Bicycle Days
- First edition (US)
- Author: John Burnham Schwartz
- Cover artist: Scott Hunt
- Language: English
- Publisher: Summit Books (US) Heinemann (UK)
- Publication date: 1989
- Publication place: United States
- Media type: Print
- Pages: 255
- ISBN: 0-671-66600-2

= Bicycle Days =

1989 novel by John Burnham Schwartz

Bicycle Days is the debut novel by American author John Burnham Schwartz published in 1989 on his 24th birthday. It began as an undergraduate thesis for Harvard's Department of East Asian Studies and became a critically acclaimed bestseller. It was inspired by his time living in Japan.

==Plot Introduction==
The book follows Alec Stern as he arrives in Tokyo, newly graduated from Yale.

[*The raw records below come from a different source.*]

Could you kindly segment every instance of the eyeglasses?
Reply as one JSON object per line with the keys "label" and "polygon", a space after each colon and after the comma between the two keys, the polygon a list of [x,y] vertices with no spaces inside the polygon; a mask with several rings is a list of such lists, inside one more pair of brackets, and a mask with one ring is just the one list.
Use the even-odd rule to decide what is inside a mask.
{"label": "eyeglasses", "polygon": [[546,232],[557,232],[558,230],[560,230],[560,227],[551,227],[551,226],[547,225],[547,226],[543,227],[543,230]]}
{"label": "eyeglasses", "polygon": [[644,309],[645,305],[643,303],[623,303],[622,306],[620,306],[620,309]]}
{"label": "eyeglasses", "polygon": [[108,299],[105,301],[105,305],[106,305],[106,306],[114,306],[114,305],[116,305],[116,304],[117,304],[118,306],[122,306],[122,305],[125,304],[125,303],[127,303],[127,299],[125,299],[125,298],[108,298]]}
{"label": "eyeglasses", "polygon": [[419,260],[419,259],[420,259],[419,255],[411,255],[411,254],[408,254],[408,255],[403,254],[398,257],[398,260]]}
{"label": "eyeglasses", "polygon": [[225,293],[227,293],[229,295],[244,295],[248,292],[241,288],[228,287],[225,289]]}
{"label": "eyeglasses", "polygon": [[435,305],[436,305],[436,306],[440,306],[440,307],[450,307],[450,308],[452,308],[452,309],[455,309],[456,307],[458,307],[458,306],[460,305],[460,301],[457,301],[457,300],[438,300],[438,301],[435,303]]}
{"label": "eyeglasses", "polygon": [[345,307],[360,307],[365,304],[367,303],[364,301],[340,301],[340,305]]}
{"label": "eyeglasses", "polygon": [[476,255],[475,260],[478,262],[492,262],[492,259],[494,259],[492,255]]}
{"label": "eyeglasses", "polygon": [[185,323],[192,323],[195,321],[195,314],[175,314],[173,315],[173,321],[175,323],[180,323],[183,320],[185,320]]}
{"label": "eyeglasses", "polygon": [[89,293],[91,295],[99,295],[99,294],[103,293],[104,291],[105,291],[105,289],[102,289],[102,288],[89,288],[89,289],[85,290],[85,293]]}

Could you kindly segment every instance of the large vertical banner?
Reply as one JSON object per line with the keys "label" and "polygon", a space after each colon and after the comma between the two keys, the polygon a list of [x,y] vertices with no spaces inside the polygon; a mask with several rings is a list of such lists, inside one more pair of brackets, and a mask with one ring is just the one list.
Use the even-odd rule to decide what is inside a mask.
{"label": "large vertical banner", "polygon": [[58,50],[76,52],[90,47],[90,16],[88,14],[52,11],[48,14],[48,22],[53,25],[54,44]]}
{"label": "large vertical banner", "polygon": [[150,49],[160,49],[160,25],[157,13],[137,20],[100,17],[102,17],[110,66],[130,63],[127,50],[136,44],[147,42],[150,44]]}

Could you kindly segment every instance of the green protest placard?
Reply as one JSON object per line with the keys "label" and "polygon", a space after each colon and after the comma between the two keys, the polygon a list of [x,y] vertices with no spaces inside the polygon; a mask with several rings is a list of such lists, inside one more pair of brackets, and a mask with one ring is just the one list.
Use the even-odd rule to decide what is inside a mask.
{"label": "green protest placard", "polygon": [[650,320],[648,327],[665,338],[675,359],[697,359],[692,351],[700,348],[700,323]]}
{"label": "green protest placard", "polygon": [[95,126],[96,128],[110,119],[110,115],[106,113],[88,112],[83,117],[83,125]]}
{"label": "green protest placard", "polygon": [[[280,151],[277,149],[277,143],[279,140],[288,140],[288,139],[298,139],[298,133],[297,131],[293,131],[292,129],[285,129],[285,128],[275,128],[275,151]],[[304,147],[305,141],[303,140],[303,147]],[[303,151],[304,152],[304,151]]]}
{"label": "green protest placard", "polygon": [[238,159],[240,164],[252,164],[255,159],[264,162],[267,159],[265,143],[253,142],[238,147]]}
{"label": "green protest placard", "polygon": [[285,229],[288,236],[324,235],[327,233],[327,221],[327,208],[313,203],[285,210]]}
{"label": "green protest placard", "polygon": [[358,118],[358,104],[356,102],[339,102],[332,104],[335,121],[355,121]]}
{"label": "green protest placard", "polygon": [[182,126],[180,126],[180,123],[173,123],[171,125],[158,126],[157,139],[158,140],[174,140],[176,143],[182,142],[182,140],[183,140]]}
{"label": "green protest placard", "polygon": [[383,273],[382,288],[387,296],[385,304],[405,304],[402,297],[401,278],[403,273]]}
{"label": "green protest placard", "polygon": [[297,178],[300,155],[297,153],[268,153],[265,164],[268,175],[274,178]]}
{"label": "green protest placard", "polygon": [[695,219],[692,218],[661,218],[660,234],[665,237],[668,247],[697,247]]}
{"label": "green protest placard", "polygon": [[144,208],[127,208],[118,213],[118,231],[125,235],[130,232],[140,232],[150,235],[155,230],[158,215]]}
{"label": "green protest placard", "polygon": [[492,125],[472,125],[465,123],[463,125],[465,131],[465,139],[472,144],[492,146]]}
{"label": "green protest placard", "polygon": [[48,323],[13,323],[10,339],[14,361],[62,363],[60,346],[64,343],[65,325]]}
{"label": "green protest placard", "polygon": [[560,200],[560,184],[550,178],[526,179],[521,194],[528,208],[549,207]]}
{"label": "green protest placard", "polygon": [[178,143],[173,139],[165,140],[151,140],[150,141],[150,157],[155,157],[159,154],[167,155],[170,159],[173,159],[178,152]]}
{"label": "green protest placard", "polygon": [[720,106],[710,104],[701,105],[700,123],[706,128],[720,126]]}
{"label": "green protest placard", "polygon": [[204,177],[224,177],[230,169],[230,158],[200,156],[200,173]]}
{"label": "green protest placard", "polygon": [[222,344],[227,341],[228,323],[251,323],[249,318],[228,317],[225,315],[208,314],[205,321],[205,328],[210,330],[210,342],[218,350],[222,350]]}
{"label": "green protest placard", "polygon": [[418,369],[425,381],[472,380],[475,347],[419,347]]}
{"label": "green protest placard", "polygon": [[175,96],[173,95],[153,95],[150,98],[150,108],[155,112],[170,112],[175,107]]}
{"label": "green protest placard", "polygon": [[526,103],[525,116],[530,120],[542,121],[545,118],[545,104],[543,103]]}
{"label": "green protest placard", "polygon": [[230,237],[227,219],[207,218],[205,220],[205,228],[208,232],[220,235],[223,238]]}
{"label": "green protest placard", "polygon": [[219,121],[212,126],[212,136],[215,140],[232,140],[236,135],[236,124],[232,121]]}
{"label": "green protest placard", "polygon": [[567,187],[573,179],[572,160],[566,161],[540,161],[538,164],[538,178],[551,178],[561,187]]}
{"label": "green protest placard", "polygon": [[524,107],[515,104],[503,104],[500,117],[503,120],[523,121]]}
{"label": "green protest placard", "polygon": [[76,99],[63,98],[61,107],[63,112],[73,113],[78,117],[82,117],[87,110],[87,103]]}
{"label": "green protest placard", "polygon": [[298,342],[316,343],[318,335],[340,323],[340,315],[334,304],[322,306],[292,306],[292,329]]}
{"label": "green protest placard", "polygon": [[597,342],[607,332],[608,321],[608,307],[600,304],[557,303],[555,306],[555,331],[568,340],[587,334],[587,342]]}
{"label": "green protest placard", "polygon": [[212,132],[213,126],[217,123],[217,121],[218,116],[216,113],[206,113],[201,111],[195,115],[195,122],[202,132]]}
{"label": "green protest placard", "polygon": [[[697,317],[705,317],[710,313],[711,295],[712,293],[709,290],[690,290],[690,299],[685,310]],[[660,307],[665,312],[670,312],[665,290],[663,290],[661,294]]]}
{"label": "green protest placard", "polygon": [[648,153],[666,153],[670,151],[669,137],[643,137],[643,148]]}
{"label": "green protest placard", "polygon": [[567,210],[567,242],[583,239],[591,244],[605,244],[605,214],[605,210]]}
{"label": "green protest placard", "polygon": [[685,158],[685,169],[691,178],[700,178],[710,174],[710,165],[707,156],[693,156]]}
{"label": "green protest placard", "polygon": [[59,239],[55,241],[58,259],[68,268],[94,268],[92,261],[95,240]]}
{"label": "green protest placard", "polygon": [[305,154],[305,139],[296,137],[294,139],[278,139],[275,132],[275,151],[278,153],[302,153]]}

He starts a new job, living with a Japanese family; the book portrays his life in Japan as he adapts to the culture, made far easier by his ability to speak Japanese ...

==Reception==
Reviews were generally positive :
- The New York Times, "Reminiscent of A Good Man in Africa...or one of Kingsley Amis's gentler comodies of manners."
- Publishers Weekly called this a "promising, if overly self-absorbed debut novel."
- People commented "it's too bad Schwartz wrote his intimate story in the third person. As it is, Schwartz outlines the most incidental happenings of Alec's life without letting us get inside his mind. It's as if a great deal yet not nearly enough has been revealed in Bicycle Days."